Our work has not identified a chemical that would be effective and safe for use as a fumigant in thymol cabinets. Molds are notoriously difficult to kill, particularly in the dormant, dessicated state that they would be in on books and paper. Proper maintenance of indoor temperature and humidity seems to be the most effective way of controlling mildew growth. However, environmental control is not fungicidal, and any lapse in control could easily result in rapid growth and spread of mildew molds.
It is interesting to speculate about the actual need to fumigate books and papers as a means of mold (mildew) control. A simple scenario illustrates such speculation. Givens: Mold propagules are everywhere; provided the proper substrate and environment, they will germinate and produce mold colonies that develop millions of new propagules; these new propagules disseminate, and the growth cycle is repeated many times; and fumigation does not leave any inhibiting residue on the materials. Result: Mold growth everywhere!
Due to the tremendous reproductive potential of molds, it may not be of value to take preventive measures other than ensuring appropriate indoor climate control (Parker 1987). However, it can be argued that a minimal physical removal of mold growth (brushing, wiping, vacuuming) will reduce the number of mold spores that could cause allergic reactions in the users of the facility. This result alone seems important enough to warrant physical removal, outdoors, of mold propagules from holdings prior to placing these items in circulation.
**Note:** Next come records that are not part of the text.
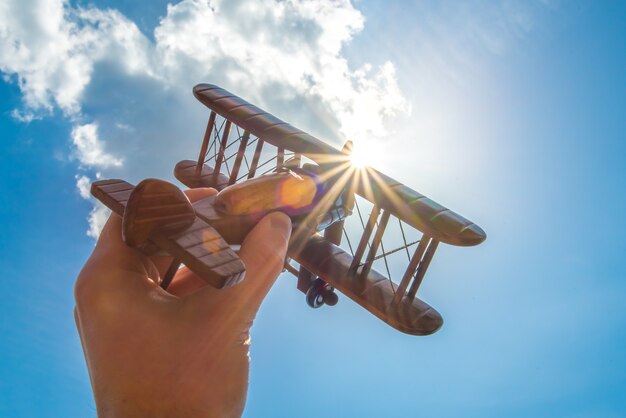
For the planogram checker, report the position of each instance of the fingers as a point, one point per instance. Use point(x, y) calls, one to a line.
point(162, 263)
point(115, 268)
point(263, 253)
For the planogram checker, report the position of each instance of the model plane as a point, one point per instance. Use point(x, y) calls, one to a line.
point(260, 164)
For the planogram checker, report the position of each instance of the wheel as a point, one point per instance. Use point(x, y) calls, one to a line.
point(320, 293)
point(315, 297)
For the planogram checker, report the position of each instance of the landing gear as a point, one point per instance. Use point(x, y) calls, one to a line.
point(321, 293)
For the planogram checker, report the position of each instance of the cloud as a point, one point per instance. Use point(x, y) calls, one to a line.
point(89, 149)
point(128, 95)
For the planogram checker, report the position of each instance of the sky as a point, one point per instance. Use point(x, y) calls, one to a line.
point(509, 112)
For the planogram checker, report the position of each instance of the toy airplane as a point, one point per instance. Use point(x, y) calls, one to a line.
point(258, 166)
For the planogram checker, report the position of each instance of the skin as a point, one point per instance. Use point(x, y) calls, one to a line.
point(183, 352)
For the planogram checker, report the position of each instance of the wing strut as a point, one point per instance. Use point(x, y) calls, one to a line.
point(378, 236)
point(240, 154)
point(205, 143)
point(255, 159)
point(220, 155)
point(360, 250)
point(421, 270)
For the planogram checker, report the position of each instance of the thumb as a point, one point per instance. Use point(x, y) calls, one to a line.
point(263, 253)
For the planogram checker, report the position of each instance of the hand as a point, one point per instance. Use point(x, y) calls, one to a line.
point(183, 352)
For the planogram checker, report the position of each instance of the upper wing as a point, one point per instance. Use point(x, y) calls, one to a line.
point(261, 127)
point(394, 229)
point(200, 247)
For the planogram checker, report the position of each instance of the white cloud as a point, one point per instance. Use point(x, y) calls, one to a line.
point(83, 184)
point(95, 65)
point(89, 149)
point(97, 218)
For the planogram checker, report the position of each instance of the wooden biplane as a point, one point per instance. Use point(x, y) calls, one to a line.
point(251, 156)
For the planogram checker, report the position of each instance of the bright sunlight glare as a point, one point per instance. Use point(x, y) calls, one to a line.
point(364, 154)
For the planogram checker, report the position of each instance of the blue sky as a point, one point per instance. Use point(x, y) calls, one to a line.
point(511, 113)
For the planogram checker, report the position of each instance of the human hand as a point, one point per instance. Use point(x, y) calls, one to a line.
point(183, 352)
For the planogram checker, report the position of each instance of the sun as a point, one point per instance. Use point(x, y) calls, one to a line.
point(363, 154)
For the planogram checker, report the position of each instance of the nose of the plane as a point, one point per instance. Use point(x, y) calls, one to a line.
point(472, 235)
point(430, 322)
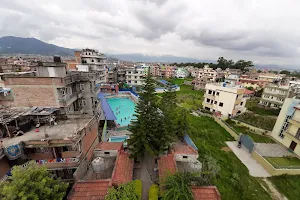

This work was supported by a grant (CLR 804) from the Council on Library Resources, Washington, D.C. Appreciation is also extended to all the faculty members of Winthrop College who lost their personal libraries to water damage following a campus building fire. Their loss was our gain, as we had several hundred mildewed books to include in our study. Appreciation is extended to the Chemistry and Physics Department for use of computer hardware and software for preparation of figures 2–7 and to Mary Lou Florian for sharing her data with us.